The vanishing gradient problem arises when gradients of the loss with respect to early layer weights approach zero, hindering learning in those layers. This typically occurs due to activation functions like sigmoid or tanh and deep architectures.

Description

The vanishing gradient problem occurs when gradients become extremely small in early layers during backpropagation. This leads to:

  • Slow convergence
  • Poor learning of long-term dependencies

Causes

  • Activation functions: Sigmoid and tanh functions saturate for large inputs, resulting in gradients near zero. These small gradients, when propagated backward, diminish layer by layer.
  • Deep architectures: As depth increases, gradient signals can diminish before reaching early layers.
  • Ineffective optimization: Poor initialization or unsuitable learning rates can worsen the problem.

Symptoms

  • Loss remains constant over epochs.
  • Weight values do not change significantly during training.

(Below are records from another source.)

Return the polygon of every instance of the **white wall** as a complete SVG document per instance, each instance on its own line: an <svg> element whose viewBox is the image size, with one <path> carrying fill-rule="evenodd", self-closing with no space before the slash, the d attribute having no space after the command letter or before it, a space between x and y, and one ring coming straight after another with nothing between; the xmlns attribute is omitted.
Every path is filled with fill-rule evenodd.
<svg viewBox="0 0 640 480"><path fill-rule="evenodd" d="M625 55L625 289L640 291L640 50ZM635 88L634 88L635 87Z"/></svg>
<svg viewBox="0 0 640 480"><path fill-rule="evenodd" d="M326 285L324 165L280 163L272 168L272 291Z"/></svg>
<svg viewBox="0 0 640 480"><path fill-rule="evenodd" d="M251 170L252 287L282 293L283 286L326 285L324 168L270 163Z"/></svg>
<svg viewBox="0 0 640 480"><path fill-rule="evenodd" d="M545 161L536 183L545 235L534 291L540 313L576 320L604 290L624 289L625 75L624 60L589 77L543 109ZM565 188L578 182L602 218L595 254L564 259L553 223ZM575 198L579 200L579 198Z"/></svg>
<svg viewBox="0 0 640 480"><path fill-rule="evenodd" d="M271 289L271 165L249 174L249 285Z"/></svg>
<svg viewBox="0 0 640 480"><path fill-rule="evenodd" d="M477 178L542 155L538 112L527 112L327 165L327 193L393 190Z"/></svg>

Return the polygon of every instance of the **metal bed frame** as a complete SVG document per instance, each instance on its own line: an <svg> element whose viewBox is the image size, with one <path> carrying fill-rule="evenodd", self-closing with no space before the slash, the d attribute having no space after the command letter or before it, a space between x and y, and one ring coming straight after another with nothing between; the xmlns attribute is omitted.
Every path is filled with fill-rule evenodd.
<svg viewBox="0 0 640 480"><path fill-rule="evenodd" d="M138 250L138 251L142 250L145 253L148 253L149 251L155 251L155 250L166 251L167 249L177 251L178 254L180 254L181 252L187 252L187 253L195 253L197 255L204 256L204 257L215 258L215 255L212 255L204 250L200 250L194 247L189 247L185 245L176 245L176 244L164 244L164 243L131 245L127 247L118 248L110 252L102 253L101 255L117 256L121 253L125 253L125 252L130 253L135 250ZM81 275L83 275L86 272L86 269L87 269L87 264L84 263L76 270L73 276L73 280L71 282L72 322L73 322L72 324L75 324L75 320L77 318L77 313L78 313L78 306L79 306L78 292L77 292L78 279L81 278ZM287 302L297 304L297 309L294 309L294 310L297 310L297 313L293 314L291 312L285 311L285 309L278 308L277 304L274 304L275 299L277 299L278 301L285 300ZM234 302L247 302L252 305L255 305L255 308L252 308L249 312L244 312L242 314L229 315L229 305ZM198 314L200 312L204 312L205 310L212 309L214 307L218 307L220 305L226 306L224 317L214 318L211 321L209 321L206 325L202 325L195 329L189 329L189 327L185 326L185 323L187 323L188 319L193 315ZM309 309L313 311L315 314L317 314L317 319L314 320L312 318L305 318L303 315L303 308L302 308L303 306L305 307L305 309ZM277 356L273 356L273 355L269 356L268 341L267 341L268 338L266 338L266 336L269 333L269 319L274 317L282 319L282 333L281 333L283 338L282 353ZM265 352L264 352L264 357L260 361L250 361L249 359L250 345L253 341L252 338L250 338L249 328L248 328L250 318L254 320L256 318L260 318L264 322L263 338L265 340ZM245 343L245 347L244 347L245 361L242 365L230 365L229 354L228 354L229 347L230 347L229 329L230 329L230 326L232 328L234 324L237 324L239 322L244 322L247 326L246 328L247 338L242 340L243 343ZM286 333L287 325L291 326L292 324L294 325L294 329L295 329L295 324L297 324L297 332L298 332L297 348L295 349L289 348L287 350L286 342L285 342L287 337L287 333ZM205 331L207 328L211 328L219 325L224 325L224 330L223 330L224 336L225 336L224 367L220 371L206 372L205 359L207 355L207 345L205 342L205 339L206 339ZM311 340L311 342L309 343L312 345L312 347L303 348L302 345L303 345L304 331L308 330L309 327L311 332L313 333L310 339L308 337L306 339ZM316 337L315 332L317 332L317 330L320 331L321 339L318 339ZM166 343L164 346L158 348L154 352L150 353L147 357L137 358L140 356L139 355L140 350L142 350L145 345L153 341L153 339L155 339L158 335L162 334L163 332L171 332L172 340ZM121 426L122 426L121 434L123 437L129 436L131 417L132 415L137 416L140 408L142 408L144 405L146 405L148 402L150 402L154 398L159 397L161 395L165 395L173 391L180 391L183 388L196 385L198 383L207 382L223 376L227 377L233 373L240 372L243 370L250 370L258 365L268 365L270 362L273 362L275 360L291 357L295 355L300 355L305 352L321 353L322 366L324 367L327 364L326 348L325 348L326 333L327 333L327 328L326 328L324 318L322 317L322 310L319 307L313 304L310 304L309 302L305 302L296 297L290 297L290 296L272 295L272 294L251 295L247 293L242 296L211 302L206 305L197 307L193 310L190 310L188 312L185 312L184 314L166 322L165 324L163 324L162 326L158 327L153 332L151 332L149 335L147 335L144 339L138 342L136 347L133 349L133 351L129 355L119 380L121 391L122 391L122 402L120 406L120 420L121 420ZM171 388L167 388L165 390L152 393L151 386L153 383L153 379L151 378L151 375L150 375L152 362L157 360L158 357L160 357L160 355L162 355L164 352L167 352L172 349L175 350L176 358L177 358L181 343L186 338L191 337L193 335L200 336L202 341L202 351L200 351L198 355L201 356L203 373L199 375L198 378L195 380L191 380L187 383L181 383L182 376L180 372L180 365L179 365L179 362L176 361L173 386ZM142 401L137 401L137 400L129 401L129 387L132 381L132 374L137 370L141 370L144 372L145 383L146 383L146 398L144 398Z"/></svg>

These symptoms can be diagnosed using:

  • Loss monitoring tools in frameworks like Keras
  • Plots of weight values across epochs

Mathematical Background

The vanishing gradient problem is linked to the product of Jacobian matrices across layers. When the Jacobian matrices have eigenvalues with magnitudes less than 1, the gradient norm can shrink exponentially with the number of layers due to the chain rule.